All good points you make here.  However, I doubt that there will be a real standard for GPUs unless AMD/ATI goes out of business.  Considering how much more powerful GPUs get with every generation, I'm going to guess that sooner or later, a $200 GPU will be sufficiently powerful for significant performance improvement, and then Adobe might start to require one in a target system.  

Today Adobe recommends 12 GB for Lightroom, but an awful lot of laptops are sold with only 4 or 8 GB.  We are currently shopping for a laptop for my wife and for her needs, which do not include LR, a machine with 8 GB of RAM and 256 of SSD storage is more than adequate.  So if you want to use a laptop for Lightroom, you should look for machines with 16 GB (or more).  They will cost easily $300 and maybe $500 more than the machine my wife will be buying.


----------



## Linwood Ferguson (May 7, 2019)

PhilBurton said:


> They will cost easily $300 and maybe $500 more than the machine my wife will be buying.

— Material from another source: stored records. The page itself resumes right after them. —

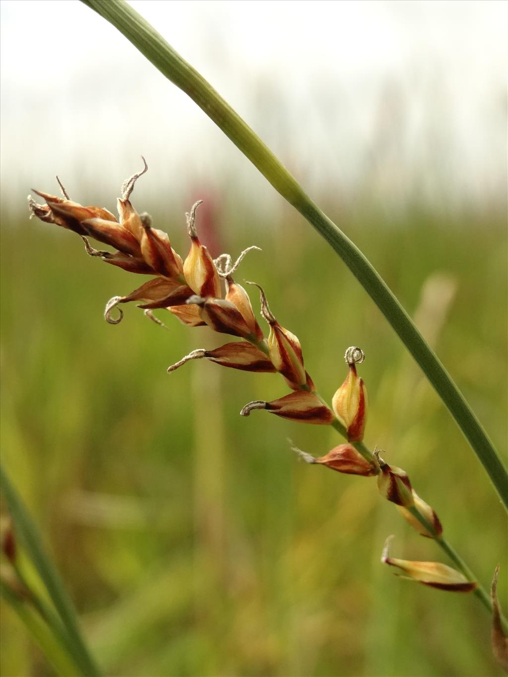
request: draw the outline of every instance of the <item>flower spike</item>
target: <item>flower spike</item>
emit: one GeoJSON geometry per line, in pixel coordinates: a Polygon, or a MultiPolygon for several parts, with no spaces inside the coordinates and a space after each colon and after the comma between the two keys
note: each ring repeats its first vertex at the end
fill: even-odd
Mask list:
{"type": "Polygon", "coordinates": [[[314,391],[314,384],[303,366],[301,346],[297,336],[281,326],[268,307],[263,288],[256,282],[245,281],[259,290],[261,314],[270,325],[268,344],[270,357],[274,366],[284,376],[288,385],[293,390],[306,388],[314,391]]]}

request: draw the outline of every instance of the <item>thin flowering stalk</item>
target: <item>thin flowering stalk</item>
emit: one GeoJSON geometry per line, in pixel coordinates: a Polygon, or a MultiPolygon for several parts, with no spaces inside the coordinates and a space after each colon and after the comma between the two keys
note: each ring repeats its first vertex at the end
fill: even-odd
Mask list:
{"type": "MultiPolygon", "coordinates": [[[[146,171],[144,160],[144,163],[146,171]]],[[[363,441],[367,416],[367,397],[365,385],[357,370],[357,366],[361,364],[364,359],[363,351],[356,346],[350,347],[346,350],[344,359],[347,365],[347,375],[336,391],[332,406],[329,406],[318,394],[314,382],[305,368],[299,340],[280,324],[269,307],[262,288],[256,283],[247,283],[255,284],[259,290],[261,314],[270,328],[268,338],[265,338],[257,324],[246,290],[234,282],[231,275],[232,269],[238,266],[248,250],[245,250],[232,266],[232,259],[229,254],[221,255],[213,261],[206,248],[201,244],[196,223],[196,209],[200,201],[195,203],[186,215],[191,250],[181,267],[179,264],[175,268],[170,265],[161,267],[160,257],[169,261],[182,261],[171,248],[169,236],[162,231],[156,232],[157,256],[154,255],[153,248],[143,246],[146,221],[137,216],[128,198],[135,181],[144,173],[135,174],[124,184],[128,185],[129,191],[126,193],[123,187],[122,200],[119,201],[119,221],[114,221],[112,215],[108,213],[107,222],[109,225],[107,236],[110,244],[119,246],[119,251],[110,256],[122,254],[122,248],[128,241],[131,253],[124,253],[124,261],[127,261],[129,257],[139,261],[140,265],[148,266],[156,277],[127,296],[113,297],[106,305],[106,320],[112,324],[117,324],[121,320],[123,313],[119,308],[119,318],[115,319],[111,315],[113,309],[117,308],[120,303],[148,301],[141,304],[140,307],[144,309],[145,313],[150,313],[148,315],[150,319],[163,326],[165,327],[165,324],[152,315],[149,309],[165,308],[175,314],[174,311],[178,307],[182,309],[181,312],[184,314],[177,315],[177,317],[186,324],[190,326],[207,324],[215,332],[242,338],[242,341],[226,343],[211,351],[205,349],[194,350],[169,367],[168,371],[175,371],[190,360],[205,358],[238,370],[278,372],[291,392],[270,402],[263,400],[249,402],[243,407],[240,414],[248,416],[252,411],[265,410],[291,420],[331,425],[335,428],[348,443],[334,447],[324,456],[317,458],[299,450],[297,450],[298,453],[307,462],[321,464],[340,473],[364,477],[376,475],[381,495],[399,508],[404,519],[419,533],[436,540],[458,567],[459,573],[450,573],[452,570],[450,567],[440,563],[411,563],[408,561],[404,563],[403,561],[399,560],[397,561],[398,563],[394,563],[394,561],[388,562],[387,556],[383,561],[394,563],[395,566],[402,568],[409,567],[408,571],[415,573],[413,577],[429,585],[433,584],[433,580],[436,582],[435,577],[432,577],[438,576],[438,578],[442,577],[439,580],[442,579],[442,582],[444,582],[441,587],[444,589],[474,590],[482,603],[491,610],[490,598],[478,584],[471,570],[444,540],[438,516],[414,490],[407,474],[400,468],[389,465],[381,458],[379,451],[375,450],[371,452],[363,441]],[[139,226],[140,223],[141,226],[139,226]],[[126,231],[133,236],[133,239],[126,239],[126,231]],[[224,290],[220,283],[221,279],[224,281],[224,290]],[[193,293],[196,289],[206,295],[203,297],[193,293]],[[190,314],[186,315],[184,311],[190,314]],[[425,578],[427,574],[431,577],[429,580],[425,578]],[[450,582],[453,584],[448,586],[450,582]]],[[[83,232],[87,232],[91,237],[102,241],[103,233],[97,227],[94,227],[91,232],[88,230],[89,215],[99,212],[99,208],[83,207],[68,198],[62,200],[40,191],[37,192],[45,198],[47,204],[45,206],[39,205],[30,198],[29,207],[33,215],[37,216],[42,221],[70,228],[82,236],[83,232]]],[[[151,228],[151,222],[150,226],[151,228]]],[[[86,249],[87,253],[91,252],[92,256],[98,255],[87,242],[86,249]]],[[[98,255],[104,262],[110,263],[108,253],[100,252],[98,255]]],[[[131,269],[133,265],[124,267],[127,271],[135,271],[131,269]]]]}
{"type": "Polygon", "coordinates": [[[270,183],[335,249],[385,315],[441,397],[508,510],[508,474],[450,374],[374,267],[211,85],[142,16],[122,0],[81,0],[123,33],[215,123],[270,183]]]}

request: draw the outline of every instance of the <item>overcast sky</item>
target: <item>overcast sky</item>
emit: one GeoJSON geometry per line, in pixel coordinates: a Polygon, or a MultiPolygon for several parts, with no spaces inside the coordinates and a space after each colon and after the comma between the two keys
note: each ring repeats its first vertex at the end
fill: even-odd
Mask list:
{"type": "MultiPolygon", "coordinates": [[[[506,3],[131,4],[312,194],[504,199],[506,3]]],[[[147,197],[198,183],[274,199],[205,114],[77,0],[3,0],[1,88],[4,206],[34,184],[51,190],[57,172],[76,199],[94,185],[114,197],[142,154],[147,197]]]]}

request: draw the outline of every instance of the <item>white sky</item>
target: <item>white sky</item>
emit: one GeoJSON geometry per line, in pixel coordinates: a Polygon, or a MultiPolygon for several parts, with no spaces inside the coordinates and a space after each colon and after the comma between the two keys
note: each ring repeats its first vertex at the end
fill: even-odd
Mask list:
{"type": "MultiPolygon", "coordinates": [[[[93,199],[95,185],[112,202],[142,154],[146,197],[192,184],[274,199],[205,114],[95,12],[77,0],[1,4],[4,206],[33,185],[51,190],[57,172],[75,199],[93,199]]],[[[504,199],[506,3],[131,4],[312,194],[504,199]]]]}

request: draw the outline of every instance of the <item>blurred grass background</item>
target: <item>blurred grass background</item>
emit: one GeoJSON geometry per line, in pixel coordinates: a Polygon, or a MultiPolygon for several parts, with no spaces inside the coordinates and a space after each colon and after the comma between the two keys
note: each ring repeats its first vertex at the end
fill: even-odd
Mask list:
{"type": "MultiPolygon", "coordinates": [[[[192,200],[133,197],[185,255],[192,200]]],[[[505,600],[503,510],[377,308],[289,208],[260,223],[248,204],[215,198],[205,242],[234,256],[262,248],[236,278],[264,286],[329,400],[345,376],[344,349],[363,348],[366,441],[407,471],[484,584],[501,563],[505,600]]],[[[367,201],[337,213],[331,194],[320,202],[417,315],[504,452],[504,210],[415,204],[394,215],[367,201]]],[[[341,441],[334,431],[238,416],[251,399],[284,395],[282,379],[204,360],[169,376],[190,350],[228,338],[160,311],[164,331],[133,305],[122,324],[106,324],[105,302],[146,278],[89,259],[74,234],[9,213],[2,245],[3,460],[107,674],[499,674],[477,600],[399,580],[380,564],[389,533],[394,555],[444,560],[381,500],[375,481],[305,465],[289,450],[289,437],[321,456],[341,441]]],[[[51,675],[8,608],[1,622],[1,674],[51,675]]]]}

So what percentage is $300 of all the camera equipment, lenses, bags, tripods, and similar you own.


----------



## PhilBurton (May 8, 2019)

Ferguson said:


> So what percentage is $300 of all the camera equipment, lenses, bags, tripods, and similar you own.


If I count it all up, $300 is just a small percentage.  That's rational thinking.  But prices can also be very "emotional," as in, "How much am I planning to spend on this new (or upgraded) computer?"  Or, "I can't spend more than $1500 total on this new computer., because my significant other will think I'm being extravagent."  If you look at the Puget Sound computer website, their Lightroom workstations cost a lot more than $1500.


----------